When the drinks arrive, frost clings to the glass and a single rivulet trails down the curve, catching light like a tear.

He leads us to a corner booth in the back, away from the handful of students trickling in.

It’s dim, the only glow coming from a blue neon beer sign that reads Everyone is Watching.

As I slide onto the vinyl seat, the surface creaks under my thighs.

I sip my beer and let it burn down my throat.

The same that was just ravaged by the masked man three nights ago.

And perhaps I’m using both men to forget the sadness overwhelming me during the press conference I had to give on Saturday.

Or the silent vigil, seeing pictures of my friend everywhere yesterday. Either way, I’ll take it.

Because being with Elliot is like being free to be who I was meant to be.

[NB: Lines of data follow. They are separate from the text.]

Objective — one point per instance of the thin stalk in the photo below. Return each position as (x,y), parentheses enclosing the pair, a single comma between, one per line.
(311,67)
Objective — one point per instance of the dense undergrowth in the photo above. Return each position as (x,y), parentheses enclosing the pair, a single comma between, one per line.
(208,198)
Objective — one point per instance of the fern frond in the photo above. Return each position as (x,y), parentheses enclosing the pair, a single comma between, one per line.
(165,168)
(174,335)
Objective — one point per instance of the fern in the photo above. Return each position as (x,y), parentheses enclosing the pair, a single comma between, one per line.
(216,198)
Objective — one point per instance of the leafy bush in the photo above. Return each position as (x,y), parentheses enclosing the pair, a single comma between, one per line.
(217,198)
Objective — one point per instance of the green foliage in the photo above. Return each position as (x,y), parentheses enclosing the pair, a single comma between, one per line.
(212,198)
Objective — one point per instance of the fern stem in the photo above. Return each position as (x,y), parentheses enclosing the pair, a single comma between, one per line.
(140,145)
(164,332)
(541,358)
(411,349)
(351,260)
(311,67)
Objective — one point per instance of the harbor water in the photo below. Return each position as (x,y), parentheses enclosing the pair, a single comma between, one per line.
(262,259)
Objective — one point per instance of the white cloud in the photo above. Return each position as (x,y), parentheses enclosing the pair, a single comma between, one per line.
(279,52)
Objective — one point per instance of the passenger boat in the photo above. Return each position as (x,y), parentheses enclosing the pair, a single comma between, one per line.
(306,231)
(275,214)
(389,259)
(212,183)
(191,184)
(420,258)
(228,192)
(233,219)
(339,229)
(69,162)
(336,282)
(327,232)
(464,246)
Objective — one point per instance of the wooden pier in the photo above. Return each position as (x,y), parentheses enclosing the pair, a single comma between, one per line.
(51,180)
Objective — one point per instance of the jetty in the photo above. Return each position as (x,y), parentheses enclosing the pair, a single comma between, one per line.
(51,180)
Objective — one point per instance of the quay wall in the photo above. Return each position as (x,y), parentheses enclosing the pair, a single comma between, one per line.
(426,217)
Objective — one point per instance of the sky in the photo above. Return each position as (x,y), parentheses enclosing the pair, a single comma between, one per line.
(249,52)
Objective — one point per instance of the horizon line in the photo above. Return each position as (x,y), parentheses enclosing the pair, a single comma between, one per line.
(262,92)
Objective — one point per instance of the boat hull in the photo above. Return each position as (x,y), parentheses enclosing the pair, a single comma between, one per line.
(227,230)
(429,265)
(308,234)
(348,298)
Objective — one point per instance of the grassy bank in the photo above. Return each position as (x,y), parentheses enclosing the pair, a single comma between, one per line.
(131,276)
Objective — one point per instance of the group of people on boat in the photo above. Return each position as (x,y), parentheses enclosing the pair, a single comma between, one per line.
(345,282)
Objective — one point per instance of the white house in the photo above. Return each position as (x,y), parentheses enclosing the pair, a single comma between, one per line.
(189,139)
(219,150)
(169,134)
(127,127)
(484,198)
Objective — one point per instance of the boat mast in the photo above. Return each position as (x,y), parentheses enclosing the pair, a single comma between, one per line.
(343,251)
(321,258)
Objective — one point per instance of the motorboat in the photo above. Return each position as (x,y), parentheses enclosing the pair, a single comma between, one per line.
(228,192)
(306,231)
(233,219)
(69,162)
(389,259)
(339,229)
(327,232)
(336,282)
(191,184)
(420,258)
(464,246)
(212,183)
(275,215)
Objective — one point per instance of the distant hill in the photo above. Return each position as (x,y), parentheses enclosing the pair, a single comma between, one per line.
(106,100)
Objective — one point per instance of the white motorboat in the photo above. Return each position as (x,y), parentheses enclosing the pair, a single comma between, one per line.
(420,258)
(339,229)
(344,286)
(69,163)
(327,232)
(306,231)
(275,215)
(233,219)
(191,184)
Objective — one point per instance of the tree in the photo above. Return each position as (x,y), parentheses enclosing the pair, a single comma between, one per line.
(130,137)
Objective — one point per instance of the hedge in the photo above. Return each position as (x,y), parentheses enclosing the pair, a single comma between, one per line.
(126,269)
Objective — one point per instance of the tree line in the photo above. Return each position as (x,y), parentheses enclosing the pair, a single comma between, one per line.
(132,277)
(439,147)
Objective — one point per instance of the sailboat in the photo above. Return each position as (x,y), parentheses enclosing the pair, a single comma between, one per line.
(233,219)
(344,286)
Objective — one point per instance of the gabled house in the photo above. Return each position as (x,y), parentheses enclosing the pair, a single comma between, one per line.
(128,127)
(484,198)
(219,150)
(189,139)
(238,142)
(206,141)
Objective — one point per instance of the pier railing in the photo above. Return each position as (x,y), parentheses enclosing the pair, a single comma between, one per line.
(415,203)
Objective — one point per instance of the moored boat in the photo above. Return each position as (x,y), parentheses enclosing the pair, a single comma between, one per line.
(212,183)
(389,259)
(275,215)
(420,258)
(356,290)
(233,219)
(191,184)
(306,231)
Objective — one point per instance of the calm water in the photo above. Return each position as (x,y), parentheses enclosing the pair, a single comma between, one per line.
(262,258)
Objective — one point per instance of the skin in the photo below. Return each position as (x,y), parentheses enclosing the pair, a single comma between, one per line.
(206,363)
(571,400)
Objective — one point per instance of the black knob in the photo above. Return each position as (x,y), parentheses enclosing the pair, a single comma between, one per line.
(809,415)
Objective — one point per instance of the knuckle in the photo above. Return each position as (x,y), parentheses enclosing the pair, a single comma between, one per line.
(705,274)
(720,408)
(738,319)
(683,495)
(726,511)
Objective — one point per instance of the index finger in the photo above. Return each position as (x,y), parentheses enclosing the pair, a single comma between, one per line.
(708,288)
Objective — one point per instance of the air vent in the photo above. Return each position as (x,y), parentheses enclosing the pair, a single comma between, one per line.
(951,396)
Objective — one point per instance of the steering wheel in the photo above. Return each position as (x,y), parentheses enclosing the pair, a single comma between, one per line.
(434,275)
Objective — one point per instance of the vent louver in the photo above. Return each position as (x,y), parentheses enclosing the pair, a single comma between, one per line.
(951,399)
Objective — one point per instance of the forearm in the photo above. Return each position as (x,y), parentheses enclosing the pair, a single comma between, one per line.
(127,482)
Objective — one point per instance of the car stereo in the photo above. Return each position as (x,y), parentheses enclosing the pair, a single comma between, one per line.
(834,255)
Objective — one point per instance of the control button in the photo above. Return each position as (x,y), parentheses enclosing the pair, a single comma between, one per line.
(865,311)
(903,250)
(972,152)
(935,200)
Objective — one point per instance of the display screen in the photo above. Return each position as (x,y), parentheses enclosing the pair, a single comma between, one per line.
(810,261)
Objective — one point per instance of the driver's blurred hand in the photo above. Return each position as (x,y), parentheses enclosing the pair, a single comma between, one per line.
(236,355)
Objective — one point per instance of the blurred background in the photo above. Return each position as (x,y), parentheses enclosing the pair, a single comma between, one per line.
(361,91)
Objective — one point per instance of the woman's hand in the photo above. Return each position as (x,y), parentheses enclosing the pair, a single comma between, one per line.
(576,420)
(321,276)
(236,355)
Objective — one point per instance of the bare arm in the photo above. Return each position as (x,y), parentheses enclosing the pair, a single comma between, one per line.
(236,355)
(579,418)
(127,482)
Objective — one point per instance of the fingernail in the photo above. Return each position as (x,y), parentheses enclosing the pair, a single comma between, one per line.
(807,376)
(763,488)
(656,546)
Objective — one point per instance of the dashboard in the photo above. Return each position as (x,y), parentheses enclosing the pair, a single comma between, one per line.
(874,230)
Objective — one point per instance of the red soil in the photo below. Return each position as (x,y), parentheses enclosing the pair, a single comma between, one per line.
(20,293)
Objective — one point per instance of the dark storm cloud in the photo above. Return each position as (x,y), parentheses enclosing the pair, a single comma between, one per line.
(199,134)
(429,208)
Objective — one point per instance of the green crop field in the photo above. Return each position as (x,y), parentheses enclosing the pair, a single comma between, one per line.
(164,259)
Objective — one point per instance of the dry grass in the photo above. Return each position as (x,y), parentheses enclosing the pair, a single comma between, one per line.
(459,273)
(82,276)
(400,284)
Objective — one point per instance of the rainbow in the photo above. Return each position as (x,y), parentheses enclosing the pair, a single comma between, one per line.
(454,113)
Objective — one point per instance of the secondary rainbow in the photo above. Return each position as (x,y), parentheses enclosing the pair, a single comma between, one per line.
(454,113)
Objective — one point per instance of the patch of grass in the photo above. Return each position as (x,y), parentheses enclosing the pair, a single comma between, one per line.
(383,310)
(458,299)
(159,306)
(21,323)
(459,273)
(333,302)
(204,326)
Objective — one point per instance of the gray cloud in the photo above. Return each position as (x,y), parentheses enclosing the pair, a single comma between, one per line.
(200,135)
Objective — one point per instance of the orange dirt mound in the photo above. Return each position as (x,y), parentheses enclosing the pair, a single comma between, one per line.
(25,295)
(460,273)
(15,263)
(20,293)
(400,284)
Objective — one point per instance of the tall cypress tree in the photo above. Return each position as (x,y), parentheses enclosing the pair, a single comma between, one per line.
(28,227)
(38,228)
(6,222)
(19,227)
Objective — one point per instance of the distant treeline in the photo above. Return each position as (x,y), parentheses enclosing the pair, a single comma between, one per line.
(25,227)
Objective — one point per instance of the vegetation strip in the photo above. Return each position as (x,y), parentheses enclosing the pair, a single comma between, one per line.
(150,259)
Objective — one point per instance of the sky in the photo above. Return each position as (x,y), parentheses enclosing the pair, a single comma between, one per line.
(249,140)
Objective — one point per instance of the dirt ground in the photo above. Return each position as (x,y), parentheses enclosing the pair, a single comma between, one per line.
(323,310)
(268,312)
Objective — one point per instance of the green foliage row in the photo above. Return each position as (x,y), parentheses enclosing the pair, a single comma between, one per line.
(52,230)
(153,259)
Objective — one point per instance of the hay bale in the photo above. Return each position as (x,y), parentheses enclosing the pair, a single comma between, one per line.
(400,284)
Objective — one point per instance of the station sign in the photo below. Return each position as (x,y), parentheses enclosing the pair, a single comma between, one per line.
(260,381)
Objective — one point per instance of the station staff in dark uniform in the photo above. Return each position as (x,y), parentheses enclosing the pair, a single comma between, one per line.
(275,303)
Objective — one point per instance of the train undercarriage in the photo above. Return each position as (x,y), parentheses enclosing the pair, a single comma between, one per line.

Does he understand the nuances of Greek Life? I’ve never seen a future with a guy, never even entertained one, if I couldn’t be appointed to him. Is it selfish of me to dream of riding his dick, then moving on to someone long term?

Vanq surely isn’t my appointed, either, but I swallowed his cum. Though, it was a shock that he is indeed a university student. But it made sense when I thought of it further. Probably in computer science… Is he a Beta I don’t know?

Once we settle into the back booth, Elliot stretches his legs out under the table, beer in hand, but his eyes don’t leave me.

“So.” He licks his upper lip of the froth that’s formed there before he continues. “What do you do for fun around here?”

“Fun…” I muse.

Pausing for a moment, he chuckles. “Fun. Yes, that horrid thing. Fun is wasted on those without obligation.”

My brow furrows. “I’ve said that very thing before, I think.”

“That’s exactly why I chose you for our project group,” he says, clinking his glass to mine. We both sip, but I giggle.

“I chose you, remember.”

“And please don’t forget that when you see me get tipsy. I have a tendency to spill stupid facts about things no one cares about.”

I quirk an eyebrow. “Do you? I’d kind of like to hear it.”

“No. Trust me, no one does.” He smirks until I giggle some more.

“Planning to get drunk with me here?”

“Unless you want to get drunk somewhere else?”

Immediately, my mind goes to scenes with him above me, under me, sheets tangled, breaths caressing skin… I get heated all over. “Here is great.”

He nods, the corners of his eyes crinkling with a smile. “Besides, they have amazing cheese fries.”

“They do! That’s what I get when I get to come here.”

“You don’t get much free time, huh?”

Glancing around at the other students, those who don’t wear Greek letters on their sweaters, a moment of sadness settles over me. “Not really.”

His pinky brushes against the back of my hand for a moment, and I clear my throat, not wanting to dwell on poor little rich girl problems.

“Why did you agree to join my little group?” I change the subject.